FIG. 3A and FIG. 3B illustrate ECG patterns of a normal subject and an AF patient, as known in the art. As seen in FIG. 3A and FIG. 3B, a normal ECG cycle has three major components, a P wave, a QRS complex containing an R peak, and the T wave. AF is a type of arrhythmia that affects the atrial activities of the heart. Firstly, the P waves are either absent or are replaced by fibrillatory waves. Secondly, the irregular Heart Rate Variability (HRV) due to AF causes large variation in successive R-R interval distances. These two clinical markers of AF are utilized in the present disclosure for synthesis of ECG signals.
FIG. 4 illustrates an exemplary flow diagram of a computer implemented method 400 for simulation of cardiovascular disease specific biomedical signals using the ensemble GAN, in accordance with some embodiments of the present disclosure. In an embodiment, the system 100 includes one or more data storage devices or memory 102 operatively coupled to the one or more hardware processors 104 and is configured to store instructions configured for execution of steps of the method 400 by the one or more hardware processors 104. The steps of the method 400 will now be explained in detail with reference to the components of the system 100 of FIG. 1 and the exemplary architecture of FIG 2 . Although process steps, method steps, techniques or the like may be described in a sequential order, such processes, methods and techniques may be configured to work in alternate orders. In other words, any sequence or order of steps that may be described does not necessarily indicate a requirement that the steps be performed in that order. The steps of processes described herein may be performed in any order practical. Further, some steps may be performed simultaneously.

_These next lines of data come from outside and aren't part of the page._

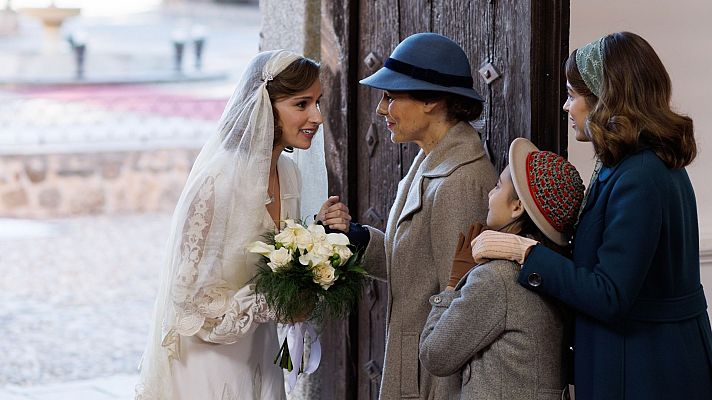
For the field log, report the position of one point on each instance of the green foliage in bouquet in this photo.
(306, 273)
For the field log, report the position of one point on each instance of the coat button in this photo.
(534, 279)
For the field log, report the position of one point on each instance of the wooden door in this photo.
(524, 41)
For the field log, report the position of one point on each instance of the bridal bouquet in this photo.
(306, 273)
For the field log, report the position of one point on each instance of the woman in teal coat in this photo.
(641, 329)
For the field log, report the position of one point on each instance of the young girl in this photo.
(505, 341)
(641, 330)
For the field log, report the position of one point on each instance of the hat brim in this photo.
(387, 79)
(518, 152)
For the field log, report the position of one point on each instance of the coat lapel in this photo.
(461, 145)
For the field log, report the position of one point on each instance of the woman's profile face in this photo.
(404, 116)
(299, 117)
(578, 112)
(503, 204)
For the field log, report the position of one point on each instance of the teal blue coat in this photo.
(641, 329)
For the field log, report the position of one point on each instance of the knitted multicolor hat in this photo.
(549, 187)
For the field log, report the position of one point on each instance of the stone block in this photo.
(50, 198)
(36, 168)
(15, 199)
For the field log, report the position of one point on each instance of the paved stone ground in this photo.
(76, 298)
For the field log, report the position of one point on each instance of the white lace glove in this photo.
(493, 245)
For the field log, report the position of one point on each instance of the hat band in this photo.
(428, 75)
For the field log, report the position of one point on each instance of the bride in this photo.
(212, 337)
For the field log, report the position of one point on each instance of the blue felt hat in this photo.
(426, 61)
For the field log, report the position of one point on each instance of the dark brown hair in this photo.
(459, 108)
(296, 77)
(633, 110)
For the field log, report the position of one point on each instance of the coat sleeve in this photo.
(632, 225)
(375, 254)
(462, 323)
(460, 200)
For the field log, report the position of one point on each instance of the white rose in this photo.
(317, 232)
(261, 248)
(337, 239)
(279, 258)
(344, 253)
(319, 253)
(324, 275)
(294, 236)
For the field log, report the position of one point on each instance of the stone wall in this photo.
(60, 185)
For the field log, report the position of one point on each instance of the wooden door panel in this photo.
(378, 173)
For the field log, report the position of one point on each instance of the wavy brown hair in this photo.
(297, 77)
(633, 110)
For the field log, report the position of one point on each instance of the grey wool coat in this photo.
(505, 341)
(440, 196)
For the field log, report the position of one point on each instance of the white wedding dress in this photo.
(245, 369)
(212, 337)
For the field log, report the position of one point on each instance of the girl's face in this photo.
(404, 116)
(299, 117)
(504, 207)
(578, 112)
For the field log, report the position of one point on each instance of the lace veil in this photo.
(227, 187)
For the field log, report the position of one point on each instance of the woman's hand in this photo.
(463, 261)
(334, 214)
(493, 245)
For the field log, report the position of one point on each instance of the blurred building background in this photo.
(103, 107)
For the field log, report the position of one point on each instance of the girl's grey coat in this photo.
(506, 342)
(440, 196)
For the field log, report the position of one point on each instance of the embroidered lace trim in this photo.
(215, 313)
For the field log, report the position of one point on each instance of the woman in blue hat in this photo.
(428, 99)
(641, 330)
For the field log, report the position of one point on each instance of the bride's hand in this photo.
(334, 214)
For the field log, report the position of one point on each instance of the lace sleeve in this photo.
(204, 303)
(246, 309)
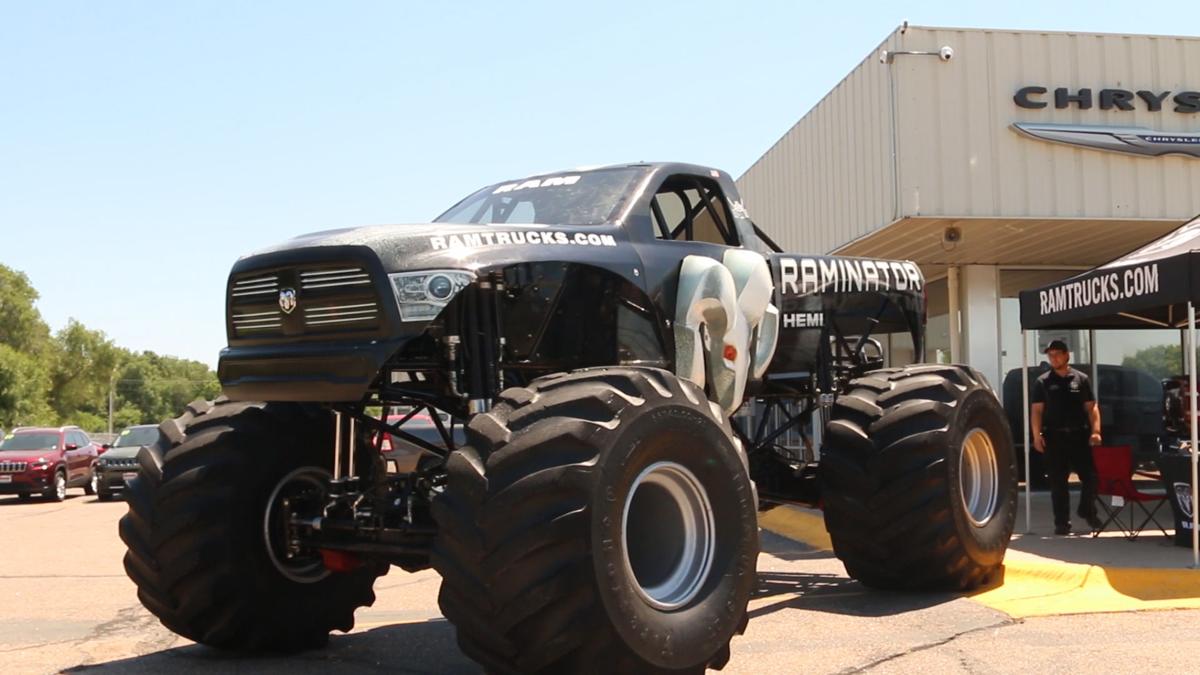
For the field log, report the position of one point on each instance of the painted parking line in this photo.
(1038, 589)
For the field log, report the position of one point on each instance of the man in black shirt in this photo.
(1066, 422)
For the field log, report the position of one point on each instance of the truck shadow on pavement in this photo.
(835, 595)
(419, 647)
(825, 591)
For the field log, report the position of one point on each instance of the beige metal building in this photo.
(915, 155)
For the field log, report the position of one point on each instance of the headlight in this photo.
(421, 296)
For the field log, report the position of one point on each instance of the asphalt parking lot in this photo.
(66, 605)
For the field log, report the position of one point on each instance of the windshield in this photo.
(137, 436)
(30, 442)
(589, 197)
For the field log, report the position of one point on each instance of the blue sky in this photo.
(145, 145)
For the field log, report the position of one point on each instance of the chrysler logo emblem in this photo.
(1128, 139)
(287, 299)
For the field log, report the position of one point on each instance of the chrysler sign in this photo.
(1037, 97)
(1128, 139)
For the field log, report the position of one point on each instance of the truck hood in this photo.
(469, 246)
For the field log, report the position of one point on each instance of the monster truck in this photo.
(629, 354)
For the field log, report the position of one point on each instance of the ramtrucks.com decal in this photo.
(803, 276)
(484, 239)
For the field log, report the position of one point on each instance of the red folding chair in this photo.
(1114, 475)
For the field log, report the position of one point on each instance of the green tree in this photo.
(24, 383)
(84, 363)
(160, 387)
(21, 324)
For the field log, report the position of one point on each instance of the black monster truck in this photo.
(628, 353)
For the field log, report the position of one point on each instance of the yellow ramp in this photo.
(1037, 589)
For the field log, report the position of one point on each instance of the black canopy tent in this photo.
(1156, 286)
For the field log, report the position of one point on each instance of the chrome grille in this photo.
(249, 321)
(268, 285)
(335, 315)
(121, 463)
(334, 278)
(331, 298)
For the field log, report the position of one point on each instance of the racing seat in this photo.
(1114, 477)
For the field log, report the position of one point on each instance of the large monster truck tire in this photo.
(598, 521)
(919, 479)
(198, 537)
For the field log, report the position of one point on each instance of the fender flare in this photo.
(724, 304)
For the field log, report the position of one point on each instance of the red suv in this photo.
(47, 461)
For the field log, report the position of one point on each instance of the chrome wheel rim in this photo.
(978, 477)
(307, 484)
(667, 535)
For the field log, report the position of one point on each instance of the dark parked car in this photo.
(120, 463)
(1131, 412)
(46, 461)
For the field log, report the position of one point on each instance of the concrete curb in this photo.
(1037, 589)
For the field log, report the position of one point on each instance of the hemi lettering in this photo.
(803, 320)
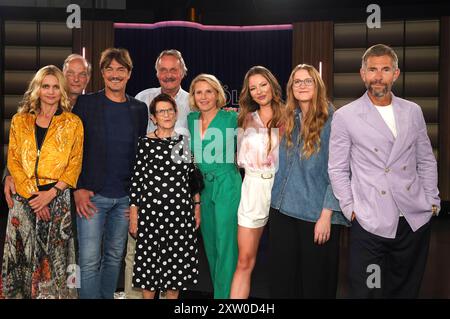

In an embodiment of the present disclosure, the one or more hardware processors 104, are configured to receive as input, at step 402, (i) a first set of real numbers selected randomly from a unit Gaussian distribution and (ii) a second set of reference training data comprising time series data representing a biomedical signal corresponding to a cardiovascular disease condition, each time series data including a plurality of complete cardiac cycles. The reference training data has the signature of the cardiovascular disease condition.
In an embodiment, the one or more hardware processors 104, are configured to train, at step 404, the ensemble GAN (108 of FIG. 1 ) explained with reference to FIG. 2 above. In an embodiment, the step of training the ensemble GAN comprises, performing for each training epoch, the steps of: generating an R-R interval time series, by the generator of the LSTM-GAN, using the first set of real numbers by mapping the first set of real numbers to a time series and classifying the generated R-R interval time-series as belonging to the cardiovascular disease condition or not, by the discriminator of the LSTM-GAN based on R-R interval distances computed using the second set of reference training data; and generating the representative cardiac cycle specific to the cardiovascular disease condition, by the generator of the DCGAN, using the first set of real numbers and classifying the generated representative cardiac cycle as belonging to the cardiovascular disease condition or not, by the discriminator of the DCGAN based on the cardiac cycle computed using the second set of reference training data. In accordance with the present disclosure, the step of training culminates after a first predefined number of training epochs or when the generated R-R interval time series and the generated representative cardiac cycle is within a predefined threshold when compared with the second set of reference training data.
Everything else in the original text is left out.